The only explanation I can fathom is that the public has taken a left turn and wants MORE government spending, MORE pork, MORE earmarks, and to pay MORE taxes to fund it all. If that's the case, blocking earmark reform would have made the GOP's fiscal unpopularity worse, not better, and going along with it will yield them nothing because they're simply me-tooing the Donks. In which case we're in a heap 'o trouble.

But that's not Fund's conclusion:

But if pork remains part of the GOP governing model, it's one that voters are starting to reject. In exit polls last year, those who actually showed up to vote reported that political corruption was a more important issue than the war in Iraq.

That, then, should auger to the GOP's benefit, since it is now the Democrats who are in power and therefore the Democrats who should take the brunt of public anger against this sham of an "ethics" bill. If Republicans didn't help themselves by trying to block it, well, the Democrats didn't do that last election cycle either, and they still reaped the benefits.

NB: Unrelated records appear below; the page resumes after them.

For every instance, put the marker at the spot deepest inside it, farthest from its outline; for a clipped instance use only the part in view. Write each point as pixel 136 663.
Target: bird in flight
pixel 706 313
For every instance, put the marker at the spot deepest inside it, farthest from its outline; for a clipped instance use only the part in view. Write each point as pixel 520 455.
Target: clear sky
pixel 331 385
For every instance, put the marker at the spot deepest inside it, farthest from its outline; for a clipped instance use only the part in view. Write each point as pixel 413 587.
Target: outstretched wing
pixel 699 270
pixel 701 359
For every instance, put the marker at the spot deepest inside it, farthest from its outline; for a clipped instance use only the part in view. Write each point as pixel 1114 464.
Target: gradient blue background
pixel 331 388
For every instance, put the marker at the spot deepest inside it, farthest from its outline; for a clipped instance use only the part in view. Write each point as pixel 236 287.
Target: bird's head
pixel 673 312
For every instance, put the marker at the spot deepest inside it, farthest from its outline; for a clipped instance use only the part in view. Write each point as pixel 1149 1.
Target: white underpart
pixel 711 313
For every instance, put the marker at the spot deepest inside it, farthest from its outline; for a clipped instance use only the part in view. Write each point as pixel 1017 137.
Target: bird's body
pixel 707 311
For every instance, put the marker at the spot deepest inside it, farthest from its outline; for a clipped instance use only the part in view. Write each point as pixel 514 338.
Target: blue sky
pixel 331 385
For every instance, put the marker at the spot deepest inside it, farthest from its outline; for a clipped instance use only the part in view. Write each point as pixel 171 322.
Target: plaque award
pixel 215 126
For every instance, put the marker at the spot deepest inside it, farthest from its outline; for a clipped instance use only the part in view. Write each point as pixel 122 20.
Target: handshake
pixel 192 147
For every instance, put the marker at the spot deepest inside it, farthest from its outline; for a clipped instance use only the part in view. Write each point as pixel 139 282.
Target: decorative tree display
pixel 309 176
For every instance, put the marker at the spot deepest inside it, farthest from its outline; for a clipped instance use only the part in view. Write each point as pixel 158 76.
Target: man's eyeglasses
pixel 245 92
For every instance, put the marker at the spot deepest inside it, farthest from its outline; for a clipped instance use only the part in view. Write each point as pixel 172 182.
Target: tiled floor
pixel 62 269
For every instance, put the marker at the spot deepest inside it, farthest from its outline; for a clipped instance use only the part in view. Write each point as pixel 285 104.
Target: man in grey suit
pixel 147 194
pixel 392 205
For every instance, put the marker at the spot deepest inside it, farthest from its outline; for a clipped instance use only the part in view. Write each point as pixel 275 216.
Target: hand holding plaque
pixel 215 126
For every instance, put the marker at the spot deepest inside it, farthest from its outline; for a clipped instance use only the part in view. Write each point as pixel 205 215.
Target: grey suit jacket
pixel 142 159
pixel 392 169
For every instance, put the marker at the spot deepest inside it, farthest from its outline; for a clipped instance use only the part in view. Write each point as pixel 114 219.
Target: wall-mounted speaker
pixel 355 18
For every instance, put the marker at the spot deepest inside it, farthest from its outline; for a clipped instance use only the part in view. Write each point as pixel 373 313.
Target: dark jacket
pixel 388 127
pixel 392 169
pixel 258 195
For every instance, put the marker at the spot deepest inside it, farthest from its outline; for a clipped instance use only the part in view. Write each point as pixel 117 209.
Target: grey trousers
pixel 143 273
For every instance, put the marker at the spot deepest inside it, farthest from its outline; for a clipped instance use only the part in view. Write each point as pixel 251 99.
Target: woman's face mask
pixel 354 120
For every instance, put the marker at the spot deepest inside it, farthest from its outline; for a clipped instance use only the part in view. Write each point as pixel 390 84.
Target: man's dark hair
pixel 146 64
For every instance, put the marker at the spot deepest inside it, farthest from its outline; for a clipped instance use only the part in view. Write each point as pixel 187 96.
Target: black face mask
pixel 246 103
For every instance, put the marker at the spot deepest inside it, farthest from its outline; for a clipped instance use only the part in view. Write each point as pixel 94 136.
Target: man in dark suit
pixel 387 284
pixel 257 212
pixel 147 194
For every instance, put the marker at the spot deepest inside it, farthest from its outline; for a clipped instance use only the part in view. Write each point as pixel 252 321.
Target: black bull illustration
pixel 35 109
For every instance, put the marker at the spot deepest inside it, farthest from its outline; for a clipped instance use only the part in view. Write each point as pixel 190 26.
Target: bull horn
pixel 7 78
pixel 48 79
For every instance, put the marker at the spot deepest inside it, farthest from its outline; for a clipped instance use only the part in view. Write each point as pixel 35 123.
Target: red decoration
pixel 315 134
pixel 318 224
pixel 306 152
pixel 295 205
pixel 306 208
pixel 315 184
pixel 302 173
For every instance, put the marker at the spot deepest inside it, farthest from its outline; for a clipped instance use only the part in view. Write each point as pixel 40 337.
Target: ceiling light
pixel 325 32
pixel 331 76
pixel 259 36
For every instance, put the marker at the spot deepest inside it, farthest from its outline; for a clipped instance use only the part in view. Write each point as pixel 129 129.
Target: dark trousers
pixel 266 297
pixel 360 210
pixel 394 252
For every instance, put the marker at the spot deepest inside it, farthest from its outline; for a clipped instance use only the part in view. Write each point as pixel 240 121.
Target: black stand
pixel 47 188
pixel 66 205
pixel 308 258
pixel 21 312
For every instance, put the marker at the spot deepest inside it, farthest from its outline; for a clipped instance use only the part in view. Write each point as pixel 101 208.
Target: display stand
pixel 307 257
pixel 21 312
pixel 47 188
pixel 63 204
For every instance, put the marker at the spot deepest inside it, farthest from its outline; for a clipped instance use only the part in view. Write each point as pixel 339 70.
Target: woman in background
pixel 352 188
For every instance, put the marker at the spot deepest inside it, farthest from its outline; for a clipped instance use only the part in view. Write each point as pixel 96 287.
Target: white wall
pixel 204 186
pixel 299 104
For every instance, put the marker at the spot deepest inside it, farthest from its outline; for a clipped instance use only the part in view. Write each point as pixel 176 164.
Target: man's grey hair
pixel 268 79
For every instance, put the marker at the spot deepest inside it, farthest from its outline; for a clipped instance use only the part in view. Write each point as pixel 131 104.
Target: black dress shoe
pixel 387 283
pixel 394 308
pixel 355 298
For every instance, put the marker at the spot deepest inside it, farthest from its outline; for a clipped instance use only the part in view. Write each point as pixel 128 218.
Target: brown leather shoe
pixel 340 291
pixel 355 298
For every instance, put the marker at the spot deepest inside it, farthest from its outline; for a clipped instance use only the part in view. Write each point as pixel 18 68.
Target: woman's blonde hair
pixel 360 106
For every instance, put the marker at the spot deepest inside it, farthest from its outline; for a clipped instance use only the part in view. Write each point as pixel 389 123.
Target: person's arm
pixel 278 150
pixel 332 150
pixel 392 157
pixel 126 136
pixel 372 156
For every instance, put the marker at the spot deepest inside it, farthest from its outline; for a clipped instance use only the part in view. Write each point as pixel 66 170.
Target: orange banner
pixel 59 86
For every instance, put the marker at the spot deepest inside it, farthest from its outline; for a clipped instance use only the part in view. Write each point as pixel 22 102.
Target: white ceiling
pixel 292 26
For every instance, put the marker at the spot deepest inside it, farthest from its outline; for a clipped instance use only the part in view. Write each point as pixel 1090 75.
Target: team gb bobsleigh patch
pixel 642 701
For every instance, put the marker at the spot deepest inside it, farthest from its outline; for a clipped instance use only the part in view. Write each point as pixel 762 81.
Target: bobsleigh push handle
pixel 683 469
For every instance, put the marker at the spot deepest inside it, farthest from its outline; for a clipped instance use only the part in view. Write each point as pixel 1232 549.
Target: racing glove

Of course, they spewed forth a lot of trademark pious BS rhetoric they never had any intention of living up to, as their make-believe "reform" bill proves. Could Republicans turn those tables and reap similar results?

Not according to Double H:

What will happen is that every Democrat in every Senate race will run against Stevens, and quite successfully. Democratic voters don't get exercised over earmarks, and some not even over Tammany Hall-style graft. But the GOP base won't have it, and if the Congressional GOP circles the wagons around its compromised members, the base will be on the outside firing in.

And that will end earmarks and rein in government spending HOW, exactly? You're seriously suggesting that we're going to slit our own political throats AGAIN? For the second consecutive election? Piss the country away into a permanent de facto Castroite/Chavezian left-wing autocracy where conservatism is driven underground and into functional extinction just to "teach the Republicans ANOTHER lesson" that they clearly didn't learn last November, and thus may not be CAPABLE of learning?

Am I the only Pachyderm who still remembers that there are more important things than petty graft? Can't we wait to commit political suicide as a party until AFTER the war is won? And is that worth it even THEN when the price of national competitiveness may just be putting up with the fiscal grease that is, after all, not the disease but the symptom of a Big Government edifice that the last decade ought to have amply demonstrated cannot be torn down?

Our choice is not between Big Government and small government. It is between Big Government and BIGGER Government. Because it is NEVER going to get smaller.

We can accept that, try to curtail its size by attrition over time, and put up with the occasional Ted Stevens, Don Young, Duke Cunningham, et al. Or we can engage in an endless fratricidal purge that will end up giving us precisely what we claim not to want: runaway tax hikes, runaway federal spending, and runaway pork.

We'll be in permanent exile. Our country will be in economic ruins. But we'll be squeaky-clean "morally" pure.

Doesn't seem like an even trade to me.